Task-adaptive Pre-training of Language Models with Word Embedding Regularization

Kosuke Nishida, Kyosuke Nishida, Sen Yoshida
NTT Media Intelligence Laboratories, NTT Corporation
kosuke.nishida.ap@hco.ntt.co.jp

Abstract

Pre-trained language models (PTLMs) acquire domain-independent linguistic knowledge through pre-training with massive textual resources. Additional pre-training is effective in adapting PTLMs to domains that are not well covered by the pre-training corpora. Here, we focus on the static word embeddings of PTLMs for domain adaptation to teach PTLMs domain-specific meanings of words. We propose a novel fine-tuning process: task-adaptive pre-training with word embedding regularization (TAPTER). TAPTER runs additional pre-training by making the static word embeddings of a PTLM close to the word embeddings obtained in the target domain with fastText. TAPTER requires no additional corpus except for the training data of the downstream task. We confirmed that TAPTER improves the performance of the standard fine-tuning and the task-adaptive pre-training on BioASQ (question answering in the biomedical domain) and on SQuAD (the Wikipedia domain) when their pre-training corpora were not dominated by in-domain data.

1 Introduction

Pre-trained language models (PTLMs) trained with massive textual and computational resources have achieved high performance in natural language processing tasks Devlin et al. (2019).

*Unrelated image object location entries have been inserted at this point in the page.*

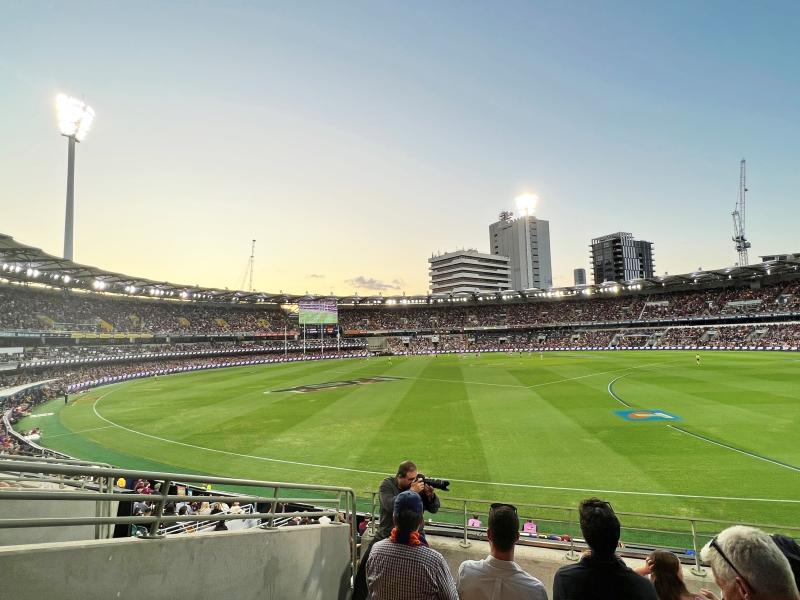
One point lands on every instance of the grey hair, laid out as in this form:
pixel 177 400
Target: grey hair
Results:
pixel 758 559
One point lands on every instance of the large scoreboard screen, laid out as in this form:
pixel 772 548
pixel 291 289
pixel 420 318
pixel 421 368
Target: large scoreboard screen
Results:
pixel 324 312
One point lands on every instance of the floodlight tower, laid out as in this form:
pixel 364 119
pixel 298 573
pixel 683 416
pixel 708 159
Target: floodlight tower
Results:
pixel 74 120
pixel 739 240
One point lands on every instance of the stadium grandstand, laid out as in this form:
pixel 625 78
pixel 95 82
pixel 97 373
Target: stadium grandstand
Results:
pixel 66 328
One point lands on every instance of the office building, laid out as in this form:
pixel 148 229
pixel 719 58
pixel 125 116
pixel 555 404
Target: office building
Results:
pixel 618 257
pixel 468 271
pixel 526 242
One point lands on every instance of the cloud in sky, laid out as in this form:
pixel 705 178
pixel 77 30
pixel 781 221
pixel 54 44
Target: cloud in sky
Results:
pixel 370 283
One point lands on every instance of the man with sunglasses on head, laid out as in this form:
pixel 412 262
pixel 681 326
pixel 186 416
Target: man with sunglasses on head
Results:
pixel 747 564
pixel 600 575
pixel 498 577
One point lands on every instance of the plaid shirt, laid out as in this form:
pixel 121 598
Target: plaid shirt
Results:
pixel 401 572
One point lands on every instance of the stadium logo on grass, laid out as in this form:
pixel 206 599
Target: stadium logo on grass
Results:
pixel 317 387
pixel 647 414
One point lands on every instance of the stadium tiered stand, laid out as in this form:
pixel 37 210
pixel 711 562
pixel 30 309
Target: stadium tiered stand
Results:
pixel 66 327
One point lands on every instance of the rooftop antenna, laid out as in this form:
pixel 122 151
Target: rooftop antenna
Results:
pixel 739 240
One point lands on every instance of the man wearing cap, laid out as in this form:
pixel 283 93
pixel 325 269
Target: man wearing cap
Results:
pixel 405 479
pixel 403 566
pixel 498 577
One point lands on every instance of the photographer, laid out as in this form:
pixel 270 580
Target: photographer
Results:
pixel 407 478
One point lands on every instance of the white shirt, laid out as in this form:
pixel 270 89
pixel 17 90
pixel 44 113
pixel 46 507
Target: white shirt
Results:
pixel 494 579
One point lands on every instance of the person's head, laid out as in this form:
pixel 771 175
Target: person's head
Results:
pixel 666 575
pixel 503 531
pixel 747 564
pixel 600 526
pixel 791 550
pixel 406 474
pixel 407 513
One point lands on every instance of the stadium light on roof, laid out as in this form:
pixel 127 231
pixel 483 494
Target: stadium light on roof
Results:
pixel 526 203
pixel 74 121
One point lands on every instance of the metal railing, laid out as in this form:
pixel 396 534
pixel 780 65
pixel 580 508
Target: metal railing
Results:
pixel 644 526
pixel 72 477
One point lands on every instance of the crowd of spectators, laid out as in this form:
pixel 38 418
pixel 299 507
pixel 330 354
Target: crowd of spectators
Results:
pixel 786 336
pixel 17 406
pixel 781 298
pixel 44 356
pixel 75 377
pixel 746 563
pixel 43 310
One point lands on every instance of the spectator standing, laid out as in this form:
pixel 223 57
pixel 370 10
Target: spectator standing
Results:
pixel 498 577
pixel 600 575
pixel 403 566
pixel 405 479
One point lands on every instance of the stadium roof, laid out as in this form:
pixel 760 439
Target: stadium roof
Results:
pixel 22 263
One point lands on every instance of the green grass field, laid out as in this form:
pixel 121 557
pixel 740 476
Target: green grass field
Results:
pixel 517 429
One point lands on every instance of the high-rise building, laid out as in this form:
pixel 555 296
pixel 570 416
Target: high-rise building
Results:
pixel 618 257
pixel 526 242
pixel 468 271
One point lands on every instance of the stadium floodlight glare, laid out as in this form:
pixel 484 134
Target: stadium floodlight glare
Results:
pixel 74 121
pixel 74 117
pixel 526 203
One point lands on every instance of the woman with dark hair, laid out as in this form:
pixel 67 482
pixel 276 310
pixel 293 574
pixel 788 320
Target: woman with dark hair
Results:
pixel 665 572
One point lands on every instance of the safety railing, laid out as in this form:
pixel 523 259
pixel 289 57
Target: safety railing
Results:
pixel 641 532
pixel 328 501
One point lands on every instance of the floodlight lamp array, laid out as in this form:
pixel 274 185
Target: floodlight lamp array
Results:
pixel 74 117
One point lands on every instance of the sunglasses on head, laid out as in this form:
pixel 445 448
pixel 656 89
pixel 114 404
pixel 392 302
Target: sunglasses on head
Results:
pixel 718 548
pixel 497 505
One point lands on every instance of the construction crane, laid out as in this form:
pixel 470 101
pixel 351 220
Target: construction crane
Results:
pixel 739 239
pixel 249 270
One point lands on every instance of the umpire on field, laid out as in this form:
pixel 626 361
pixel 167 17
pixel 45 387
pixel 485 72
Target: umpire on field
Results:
pixel 405 479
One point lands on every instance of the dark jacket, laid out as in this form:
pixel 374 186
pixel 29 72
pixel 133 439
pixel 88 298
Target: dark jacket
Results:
pixel 388 491
pixel 601 579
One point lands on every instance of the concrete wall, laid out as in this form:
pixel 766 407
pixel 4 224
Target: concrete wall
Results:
pixel 309 562
pixel 540 562
pixel 42 509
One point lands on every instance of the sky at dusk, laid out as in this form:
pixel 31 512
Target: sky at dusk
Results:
pixel 353 139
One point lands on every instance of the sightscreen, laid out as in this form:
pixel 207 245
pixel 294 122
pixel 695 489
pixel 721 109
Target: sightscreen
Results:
pixel 318 313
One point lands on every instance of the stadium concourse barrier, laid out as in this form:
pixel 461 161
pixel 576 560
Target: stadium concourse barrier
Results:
pixel 306 561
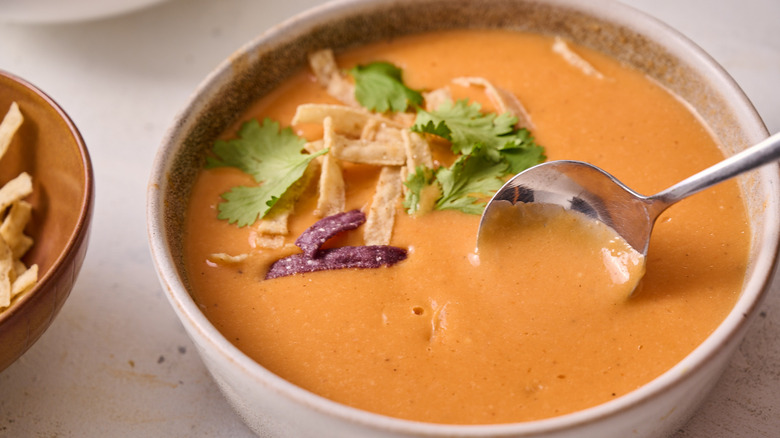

Additional pre-training often is used to tackle domain discrepancies between the downstream task and the pre-training corpora. Additional pre-training with a large corpus in the domain of the downstream task, such as BioBERT Lee et al. (2020), improves the performance on the task Alsentzer et al. (2019); Beltagy et al. (2019); Chalkidis et al. (2020). However, this approach requires large corpora in the target domain and entails a high computational cost.

Gururangan et al. (2020) proposed task-adaptive pre-training (TAPT), which is additional pre-training using only the training data of the downstream task. TAPT can be regarded as a new fine-tuning process in which the standard fine-tuning is preceded by low-cost additional pre-training.

In this study, we focus on the static word embeddings of PTLMs (i.e., non-contextualized 0-th layer representations) for domain adaptation. Our method is designed to teach PTLMs the domain-specific meanings of the words as static word embeddings. We are motivated by the observation that the middle BERT layers capture the syntactic information Hewitt and Manning (2019); Jawahar et al. (2019); Liu et al. (2019a). We consider that we can adapt the models without harming the domain-independent linguistic knowledge contained in higher layers by learning the static word embeddings directly.

We propose a novel fine-tuning process called task-adaptive pre-training with word embedding regularization (TAPTER). First, TAPTER obtains word embeddings in the target domain by adapting a pre-trained fastText model Bojanowski et al. (2017) to the target domain using the training data of the downstream task. Next, TAPTER runs the task-adaptive pre-training by making the static word embeddings of the PTLM close to the word embeddings obtained with the fastText model. Finally, TAPTER runs the standard fine-tuning process.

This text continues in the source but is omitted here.